Sea Lion family at the surface close to La Paz, Mexico, August 2018

They let me move around them for minutes…

My friends and I had been diving with sea lions for several days by then. But many of my images were a bit blurry – sea lions are FAST and move unpredictably. You can’t guess where or in what position they’ll be a few seconds after you plan a shot.
Despite wonderful opportunities nearly no shots were great.

But this particular morning we stumbled onto something special.

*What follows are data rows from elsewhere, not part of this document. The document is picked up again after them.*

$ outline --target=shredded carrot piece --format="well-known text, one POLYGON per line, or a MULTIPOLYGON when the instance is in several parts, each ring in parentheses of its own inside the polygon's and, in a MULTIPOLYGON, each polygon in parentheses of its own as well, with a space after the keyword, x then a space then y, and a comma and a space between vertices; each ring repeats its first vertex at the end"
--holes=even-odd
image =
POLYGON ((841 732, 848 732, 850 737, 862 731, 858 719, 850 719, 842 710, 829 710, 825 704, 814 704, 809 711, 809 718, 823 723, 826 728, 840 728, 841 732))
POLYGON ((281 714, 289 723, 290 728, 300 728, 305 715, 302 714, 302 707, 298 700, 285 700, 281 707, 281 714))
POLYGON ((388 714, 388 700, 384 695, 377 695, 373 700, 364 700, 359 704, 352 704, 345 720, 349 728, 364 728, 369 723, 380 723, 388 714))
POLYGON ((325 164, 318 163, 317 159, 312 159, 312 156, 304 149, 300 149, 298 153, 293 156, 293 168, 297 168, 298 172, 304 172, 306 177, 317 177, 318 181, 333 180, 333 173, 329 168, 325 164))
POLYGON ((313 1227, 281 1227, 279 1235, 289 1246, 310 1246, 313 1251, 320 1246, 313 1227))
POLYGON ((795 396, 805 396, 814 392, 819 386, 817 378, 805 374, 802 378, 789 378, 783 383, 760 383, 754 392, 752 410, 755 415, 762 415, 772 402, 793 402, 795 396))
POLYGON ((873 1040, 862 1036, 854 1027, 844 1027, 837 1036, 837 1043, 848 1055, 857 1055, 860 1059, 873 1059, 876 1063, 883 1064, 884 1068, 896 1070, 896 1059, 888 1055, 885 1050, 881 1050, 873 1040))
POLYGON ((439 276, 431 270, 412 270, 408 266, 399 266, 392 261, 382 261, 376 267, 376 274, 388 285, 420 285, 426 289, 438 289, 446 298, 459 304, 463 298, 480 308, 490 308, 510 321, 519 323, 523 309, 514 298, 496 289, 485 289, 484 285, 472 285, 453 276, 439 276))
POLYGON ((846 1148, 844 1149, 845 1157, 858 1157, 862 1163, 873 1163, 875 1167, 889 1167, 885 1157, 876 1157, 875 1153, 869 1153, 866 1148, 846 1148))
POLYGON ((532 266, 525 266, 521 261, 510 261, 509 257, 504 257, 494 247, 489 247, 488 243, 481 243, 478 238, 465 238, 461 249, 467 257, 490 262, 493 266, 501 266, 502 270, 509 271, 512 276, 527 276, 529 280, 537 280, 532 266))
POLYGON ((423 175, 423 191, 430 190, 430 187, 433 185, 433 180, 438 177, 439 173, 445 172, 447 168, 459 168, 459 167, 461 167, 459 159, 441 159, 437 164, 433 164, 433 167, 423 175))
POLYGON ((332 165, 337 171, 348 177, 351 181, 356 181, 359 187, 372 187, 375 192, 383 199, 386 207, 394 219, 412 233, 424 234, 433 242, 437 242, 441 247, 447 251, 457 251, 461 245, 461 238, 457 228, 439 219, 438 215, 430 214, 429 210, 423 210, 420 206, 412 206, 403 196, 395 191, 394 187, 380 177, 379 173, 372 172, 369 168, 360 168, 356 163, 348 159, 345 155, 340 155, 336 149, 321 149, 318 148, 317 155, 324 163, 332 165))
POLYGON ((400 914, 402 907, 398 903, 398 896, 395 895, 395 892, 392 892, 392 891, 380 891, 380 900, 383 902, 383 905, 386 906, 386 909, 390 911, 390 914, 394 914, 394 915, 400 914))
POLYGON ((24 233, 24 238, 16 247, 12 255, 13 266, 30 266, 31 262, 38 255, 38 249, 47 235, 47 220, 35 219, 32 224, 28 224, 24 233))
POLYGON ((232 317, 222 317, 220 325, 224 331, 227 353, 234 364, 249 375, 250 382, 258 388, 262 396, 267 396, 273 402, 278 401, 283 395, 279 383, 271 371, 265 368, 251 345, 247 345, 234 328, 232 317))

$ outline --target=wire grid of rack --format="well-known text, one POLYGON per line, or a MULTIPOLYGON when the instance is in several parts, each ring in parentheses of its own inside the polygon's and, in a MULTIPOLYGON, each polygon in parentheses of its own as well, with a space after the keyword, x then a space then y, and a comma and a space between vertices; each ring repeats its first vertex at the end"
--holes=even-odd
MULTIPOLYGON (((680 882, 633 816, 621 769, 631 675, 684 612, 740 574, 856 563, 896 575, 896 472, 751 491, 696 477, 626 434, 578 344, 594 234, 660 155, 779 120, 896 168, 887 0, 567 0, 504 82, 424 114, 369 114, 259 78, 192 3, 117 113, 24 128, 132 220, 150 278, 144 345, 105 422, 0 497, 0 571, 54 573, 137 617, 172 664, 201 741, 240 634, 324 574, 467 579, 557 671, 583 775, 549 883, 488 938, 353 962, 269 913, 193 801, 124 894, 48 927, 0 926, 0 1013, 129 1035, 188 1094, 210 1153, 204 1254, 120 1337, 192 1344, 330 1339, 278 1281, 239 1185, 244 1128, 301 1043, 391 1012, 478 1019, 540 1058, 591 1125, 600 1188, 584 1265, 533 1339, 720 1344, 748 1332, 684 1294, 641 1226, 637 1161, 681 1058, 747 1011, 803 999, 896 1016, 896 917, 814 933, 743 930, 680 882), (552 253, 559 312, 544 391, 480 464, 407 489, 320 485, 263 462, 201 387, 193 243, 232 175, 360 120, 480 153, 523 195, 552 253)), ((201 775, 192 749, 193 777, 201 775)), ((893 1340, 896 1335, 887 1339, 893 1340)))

It was a family of pinnipeds just sitting at the surface, resting and joyful. Sea lions, like dolphins, nearly always look joyful.
There were two or three adults and one smaller individual. Perhaps two parents and a child or two parents, a child and a friend.
I got very close to them indeed, but still hesitated a bit: adult males protect and defend their mates and offspring. Sometimes vehemently.
But these guys were very calm. No one seemed bothered at all. Napping and dreaming, floating about.
I stayed about 4 meters away and photographed them for a number of minutes.
FINALLY I got good shots of sea lions in La Paz – and not at Los Islotes, my usual spot – which made up for the hundreds of mediocre images from the days before.

Part of the gigantic school of bigeye jacks in Cabo Pulmo
Mexico, August 2018

The jacks are probably the most famous attraction in Pulmo. There are THOUSANDS of them, forming a gigantic, mobile mass. They stay in the same general area all the time … and the guides and captains tell each other exactly where they were last seen. It’s fairly easy to spot this enormous school from the surface.

My beloved sperm whale calf in Dominica, July 2021

One of the loveliest animals I’ve ever had the privilege of spending time with…

The first day he/she swam right at me and bumped into me. Fairly frenetic, it nearly launched itself onto the swim platform. The second day he/she swam off quite fast on nearly every encounter. But the third day, she (I always like to think of marine mammals and turtles as shes!) actually waited for me, hanging immobile and gentle at the surface, and allowed me close — to photograph her — for several brief minutes before letting herself slowly sink vertically, her head pointing skywards, watching me the entire time.

Sperm whales sleep with their heads pointing to the surface and tails to the seafloor.

It is incredibly rare, touching and more than memorable, to share such an experience with another creature. And while it sounds cliché, you actually feel like it changes you…

Cetaceans are highly intelligent and social — and sperm whales have the biggest brain in the whole animal kingdom, six times the size of the human brain. So you can be a hundred percent sure that the animal in front of you is thinking, feeling or both.

Barber fish, a yellow species of butterflyfish, falling away and dispersing like golden nuggets as an oceanic manta ray rises above and away from a cleaning station
Isla de la Plata, Ecuador, September 2021

There are five species of fish that are known to “clean” the mantas. The list includes king angelfish; but by far the most common cleaners we saw were these barber fish.